Hunters in Delaware harvested 14,883 deer during the 2018-19 hunting season, the sixth year in a row that the state’s white-tailed deer harvest has exceeded 14,000 deer.
This season’s harvest ranked as the second highest in Delaware’s history, exceeded only by the 2017-18 harvest of 15,304 deer. Inclement weather limited the deer harvest during this past season’s opening weekend of the popular November deer shotgun season, which likely reduced the overall annual harvest.
The highest 2018-19 season harvest occurred in Sussex County, with 7,735 deer, followed by Kent County with 4,299 deer, New Castle County with 2,849 deer.

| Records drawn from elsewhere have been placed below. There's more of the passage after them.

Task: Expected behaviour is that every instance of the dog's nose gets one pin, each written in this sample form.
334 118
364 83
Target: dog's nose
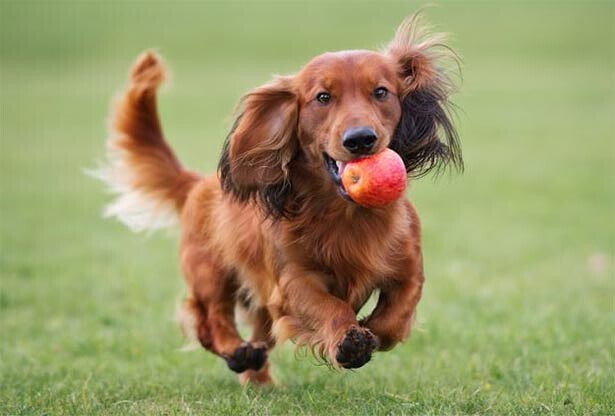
359 140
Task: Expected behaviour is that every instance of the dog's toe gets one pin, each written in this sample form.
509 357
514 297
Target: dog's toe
356 348
247 357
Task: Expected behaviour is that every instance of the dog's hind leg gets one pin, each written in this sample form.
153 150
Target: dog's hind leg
213 296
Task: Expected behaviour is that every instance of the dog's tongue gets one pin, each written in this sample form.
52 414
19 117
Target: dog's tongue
340 167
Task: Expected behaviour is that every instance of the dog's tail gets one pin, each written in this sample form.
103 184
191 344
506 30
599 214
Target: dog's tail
150 183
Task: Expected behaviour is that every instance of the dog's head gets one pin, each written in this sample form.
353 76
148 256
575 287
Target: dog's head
341 106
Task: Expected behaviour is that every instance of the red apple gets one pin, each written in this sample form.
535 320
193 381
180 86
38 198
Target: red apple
376 180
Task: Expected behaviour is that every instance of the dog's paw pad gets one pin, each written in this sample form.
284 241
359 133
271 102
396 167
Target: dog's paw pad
247 357
356 348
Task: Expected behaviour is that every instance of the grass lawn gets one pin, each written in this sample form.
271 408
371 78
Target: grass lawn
518 315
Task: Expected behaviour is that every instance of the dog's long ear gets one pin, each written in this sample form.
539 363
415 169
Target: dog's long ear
425 137
256 158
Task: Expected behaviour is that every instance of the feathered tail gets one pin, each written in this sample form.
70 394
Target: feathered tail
150 183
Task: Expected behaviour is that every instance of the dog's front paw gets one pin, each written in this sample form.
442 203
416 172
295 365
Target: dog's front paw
247 357
356 348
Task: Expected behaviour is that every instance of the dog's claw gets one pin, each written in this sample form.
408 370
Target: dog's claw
247 357
356 348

All Sundays during the various deer hunting seasons were open to deer hunting to provide additional hunting opportunities and to help manage the deer population, resulting in the harvest of 2,214 deer on the 23 Sundays from private lands and Division of Fish & Wildlife public wildlife areas.

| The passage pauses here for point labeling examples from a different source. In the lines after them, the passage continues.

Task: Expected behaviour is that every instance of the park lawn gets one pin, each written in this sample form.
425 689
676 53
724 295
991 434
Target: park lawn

Hunters harvested more does than bucks, for totals of 7,982 does (53.6 percent) and 6,901 bucks (46.4 percent). High doe harvest percentages are an important tool for properly managing the size and quality of Delaware’s deer population. Antlerless deer represented 69.7 percent of the total harvest.
Additional information will be made available on the Division of Fish & Wildlife website following further analyses of harvest data by division biologists.